Mom: So maybe there’s a reason we were brought together… To bring some closure, but also to create something that was much bigger than you could even imagine. I’ll be sure to watch over you as you are my own (embraces her in another one of her bear hugs)
Arial: I always wanted a sister, someone to share secrets with, or just get advice from.
Allisa eventually helped who she calls her “Bonus mom” and I really get into gardening more. She shared with them more about her childhood; (of what she can remember.)
So as you can see it’s just 3 ladies reconnecting and reevaluating the growth and changes of life, and how you never know who you could be a blessing to along the way. My dad passed away from a heart attack and I unfortunately learned that Allisa’s dad did to. The more we talk, the more similarities we share; it’s like we was my long lost sisters waiting to share memories of life together.
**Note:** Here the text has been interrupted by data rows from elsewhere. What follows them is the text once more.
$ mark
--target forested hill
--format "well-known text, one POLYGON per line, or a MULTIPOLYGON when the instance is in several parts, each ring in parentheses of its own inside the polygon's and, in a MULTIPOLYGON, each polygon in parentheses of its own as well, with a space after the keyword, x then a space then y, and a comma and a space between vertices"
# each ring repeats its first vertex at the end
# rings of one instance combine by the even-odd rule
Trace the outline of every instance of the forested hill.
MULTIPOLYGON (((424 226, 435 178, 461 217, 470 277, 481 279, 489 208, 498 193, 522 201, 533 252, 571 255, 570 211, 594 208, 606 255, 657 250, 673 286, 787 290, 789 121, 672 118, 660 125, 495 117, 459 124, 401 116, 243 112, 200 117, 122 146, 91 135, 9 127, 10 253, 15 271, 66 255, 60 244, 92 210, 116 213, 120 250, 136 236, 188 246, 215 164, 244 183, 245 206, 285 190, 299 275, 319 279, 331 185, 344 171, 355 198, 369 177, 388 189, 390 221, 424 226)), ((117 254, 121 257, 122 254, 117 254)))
We also started a “Weeding out the Bad” garden club around the world for anyone who last dealt with loosing someone, someone near and dear to the heart and not sure where to go or who to turn to, or maybe you just need a bit of a release. We started it in our local park, so that anyone and everyone could see and participate in it. We was getting so much response from that the 3 of us decided to take it globally around world;
Bringing more and more families together. More stories to be told, more memoires to create.
Oh I guess you’re wondering about Allisa and Crista-Mae?! Well we meet up during one of the many locations of “Weeding out the Bad” in you guess it Washington D.C. We didn’t plan to meet up, we just kinda ran into each other… Literally and the rest is history.
Weeding out the Bad, so that we can bring in the good.